5 – Un carrefour rendu dangereux

La photo ne rend pas bien compte de la situation. Des travaux d’aménagement ont été réalisés ici pour faire réduite la vitesse des véhicules et en particulier des poids lourds. Dans ce carrefour en T, la route de gauche, non prioritaire, est en monté. Lorsqu’on s’arrête à son stop, impossible de voir les véhicules qui viennent de gauche ou de droite sans s’avancer au-delà de la ligne blanche. Le problème est que la municipalité du bourg concerné a ici pris la décision de réduire ce passage au niveau de la voie principale en faisant ramener les véhicules vers le centre de la route, et ce : des 2 côtés. Nous sommes dans un virage sans visibilité.

L’aménagement, avec des angles saillants, n’est pas signalé. Quand on monte la rue principale en voiture et qu’un camion descend en sens inverse, l’impression est que le poids lourds qui ne peut faire autrement que de mordre généreusement la ligne blanche va vous percuter. Quand ce sont 2 camions qui se croisent, la situation est particulièrement délicate. Ceux qui ne connaissent pas ce carrefour se retrouvent donc déportés sur la gauche sans trop s’en rendre compte, et, surtout, sans savoir que ceux qui arrivent en face vont devoir en faire autant. La vitesse qui aurait pu mériter d’être réduite à 30 km/h est classiquement laissée à une limite de 50 km/h.

6 – Descente devenue dangereuse et diversement problématique

Nous sommes ici dans une rue fortement en pente. En haut : la campagne ; en bas, un lotissement.
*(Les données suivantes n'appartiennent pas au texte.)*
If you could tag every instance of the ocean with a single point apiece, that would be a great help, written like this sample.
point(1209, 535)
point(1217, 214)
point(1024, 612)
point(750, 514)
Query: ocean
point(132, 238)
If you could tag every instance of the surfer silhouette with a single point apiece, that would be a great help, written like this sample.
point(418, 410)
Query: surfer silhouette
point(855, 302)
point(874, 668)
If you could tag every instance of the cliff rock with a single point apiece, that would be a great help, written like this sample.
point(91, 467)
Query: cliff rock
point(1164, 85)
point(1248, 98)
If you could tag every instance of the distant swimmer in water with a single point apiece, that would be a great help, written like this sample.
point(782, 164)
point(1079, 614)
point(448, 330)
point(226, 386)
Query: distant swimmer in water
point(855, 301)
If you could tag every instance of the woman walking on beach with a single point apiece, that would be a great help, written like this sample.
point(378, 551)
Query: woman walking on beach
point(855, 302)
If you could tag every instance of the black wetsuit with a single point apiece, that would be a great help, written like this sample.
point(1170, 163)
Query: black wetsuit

Un bras de ce dernier se trouve au-dessus de cet aménagement en chicane. Les débords particulièrement menaçants ont eu dernièrement pour effet de dissuader certains riverains de sortir de chez eux à cause de la neige et du verglas. Le risque est trop grand, alors qu’il faut modifier par 2 fois sévèrement la trajectoire, de fracasser son véhicule s’il commence à glisser.

Par ailleurs, cette rue est empruntée par d’imposants engins agricoles parfois équipés de remorque. Désormais, pour eux, emprunter ce passage les oblige à mordre sur les trottoirs en roulant au pas pour ensuite accélérer brutalement. Les riverains profitent généreusement des gaz d’échappement produits par cette situation !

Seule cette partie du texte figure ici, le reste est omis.